F1 teams and bond traders both use tech to eke out small gains for big wins
Formula One races are won or lost through small decisions and small actions. Each decision to pit, brake or overtake adds or subtracts milliseconds that could mark the difference between victory and defeat. So, too, in bond trading a series of rapid decisions factoring price, liquidity and the competition add or subtract the basis points that add up to profit or loss.
Both merge human intuition and nerve with cutting-edge technology to eke out the small increments that add up to big gains. And for both, lapses in risk management can lead to catastrophe. Both trading and F1 use data analytics, artificial intelligence, cloud computing and the interoperability of computer and data systems to gain the miniscule advantages in speed and precision that together add up to success.
Evolutions in technology have driven innovation in F1 and in bond trading. As computers went mainstream in the ’80s, spreadsheets and Bloomberg terminals began appearing on the desks of bond traders and F1 cars moved from being purely mechanical to having electronic systems on board. By the mid-eighties, sensors on components of an F1 car could send radio bursts of information to the garage before the car entered the pit.
The ’90s ushered in the widespread use of the internet and, at the end of the decade, the first electronic bond trading platforms emerged. At the same time, electronic control systems began appearing in F1 cars and the subsequent increase in data collection required the use of faster and more powerful computers in the garage and the factory.
Today, AI, data analytics and cloud are helping F1 teams develop higher-performing vehicles and better race strategy. In 2021, there will be 23 races, each on a different track in a different country. And each track will place different demands on the cars.
Massive amounts of historical and practice run data are analyzed to make highly precise modifications to the cars before each race to ensure optimal performance. During races, machine learning and analytics help teams integrate real-time and historic data to monitor the performance of the car and driver and make real-time decisions on strategy.

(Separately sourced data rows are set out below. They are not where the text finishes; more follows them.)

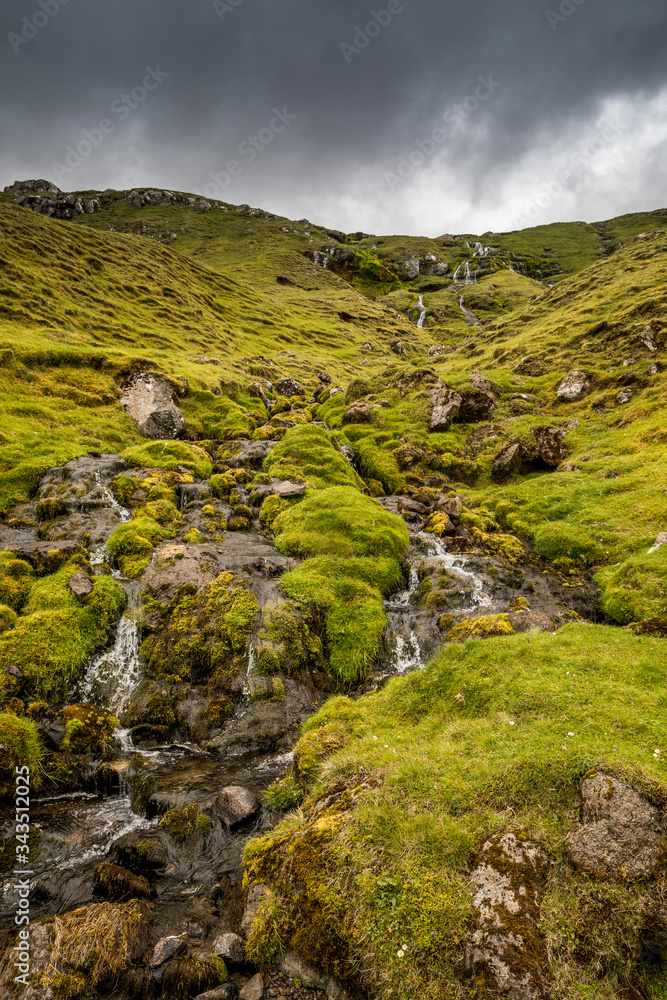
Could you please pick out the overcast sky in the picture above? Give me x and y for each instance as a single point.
(400, 116)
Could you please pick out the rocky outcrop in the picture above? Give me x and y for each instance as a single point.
(621, 834)
(575, 386)
(506, 947)
(446, 406)
(149, 400)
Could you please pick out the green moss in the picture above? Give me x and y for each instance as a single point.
(271, 509)
(307, 453)
(170, 455)
(379, 853)
(89, 729)
(20, 745)
(205, 633)
(636, 588)
(555, 540)
(16, 579)
(56, 633)
(131, 544)
(185, 822)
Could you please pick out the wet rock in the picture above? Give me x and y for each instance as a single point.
(574, 386)
(255, 895)
(149, 400)
(166, 949)
(46, 557)
(289, 489)
(506, 947)
(231, 947)
(550, 444)
(253, 989)
(622, 834)
(234, 806)
(476, 405)
(507, 462)
(291, 966)
(227, 991)
(81, 585)
(446, 407)
(289, 387)
(245, 454)
(358, 413)
(659, 542)
(118, 883)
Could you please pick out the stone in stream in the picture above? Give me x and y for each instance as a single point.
(231, 947)
(622, 835)
(149, 400)
(166, 949)
(446, 407)
(574, 386)
(234, 805)
(253, 989)
(81, 585)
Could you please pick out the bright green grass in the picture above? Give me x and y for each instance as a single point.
(389, 862)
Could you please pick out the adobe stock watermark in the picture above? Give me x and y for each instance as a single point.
(455, 114)
(363, 36)
(553, 189)
(248, 150)
(122, 108)
(224, 7)
(565, 10)
(31, 26)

The optimal timing of pit stops is one such decision. F1 drivers are required to make at least one pit stop during a race to change tires, make mechanical adjustments and clean the driver’s visor. The strategy and execution of these stops is crucial and can be the deciding factor in their finishing placement in the race. F1 teams aim for a pit stop time of two to three seconds. The record, set by the Red Bull team in Brazil in 2019, is 1.82 seconds.
So, too, many trades for bond traders — such as smaller or routine trades in competition with other dealers — are necessary but can take a trader’s time away from executing larger, more complex or exclusive trades that are more profitable.

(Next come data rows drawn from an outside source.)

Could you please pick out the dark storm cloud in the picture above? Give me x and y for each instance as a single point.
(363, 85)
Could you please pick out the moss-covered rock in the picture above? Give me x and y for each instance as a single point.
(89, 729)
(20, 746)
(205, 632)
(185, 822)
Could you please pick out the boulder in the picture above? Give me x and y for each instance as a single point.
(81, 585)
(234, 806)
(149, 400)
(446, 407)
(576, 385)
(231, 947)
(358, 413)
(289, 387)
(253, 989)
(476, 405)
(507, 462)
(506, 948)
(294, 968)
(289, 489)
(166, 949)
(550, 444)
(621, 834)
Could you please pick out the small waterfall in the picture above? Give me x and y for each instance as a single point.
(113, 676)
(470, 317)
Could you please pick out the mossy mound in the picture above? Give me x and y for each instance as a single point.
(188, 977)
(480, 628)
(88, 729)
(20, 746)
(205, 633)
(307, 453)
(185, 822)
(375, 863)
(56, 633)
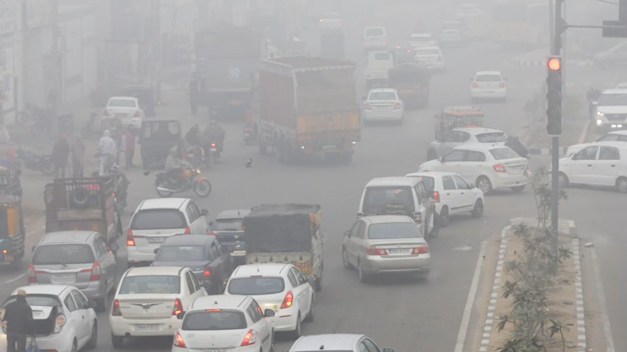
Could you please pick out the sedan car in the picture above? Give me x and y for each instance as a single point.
(452, 194)
(274, 284)
(386, 244)
(203, 254)
(383, 105)
(486, 166)
(63, 318)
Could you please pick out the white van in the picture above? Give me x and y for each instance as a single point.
(400, 196)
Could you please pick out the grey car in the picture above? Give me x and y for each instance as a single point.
(76, 258)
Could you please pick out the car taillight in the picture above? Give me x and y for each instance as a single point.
(499, 167)
(288, 300)
(420, 249)
(130, 240)
(178, 340)
(115, 310)
(250, 338)
(376, 251)
(178, 307)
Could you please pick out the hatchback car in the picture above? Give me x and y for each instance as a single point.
(486, 166)
(452, 194)
(383, 105)
(63, 318)
(386, 244)
(154, 220)
(488, 85)
(148, 301)
(78, 258)
(201, 253)
(225, 323)
(280, 288)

But now AI, cloud and interoperability are making automated execution of up to 30 per cent of these trades possible with limited or no intervention from the trader. As with F1, speed is important, and cloud has provided the speed necessary to execute automatic bond trades in three seconds.
In F1 the car dictates the winner. Even the most talented driver will not win in an inferior car. It may soon be the case that even the best trader will be less profitable without the best tools.
In both F1 and bond trading, the conditions under which decisions are being made are constantly changing. Predictive AI can help inform racing teams and traders. Some argue that traders and drivers will be replaced by AI — but this is unlikely to happen any time soon. Predictive analytics can tell them what is going to happen, but not what to do about it. For that, human skill and judgement are still needed.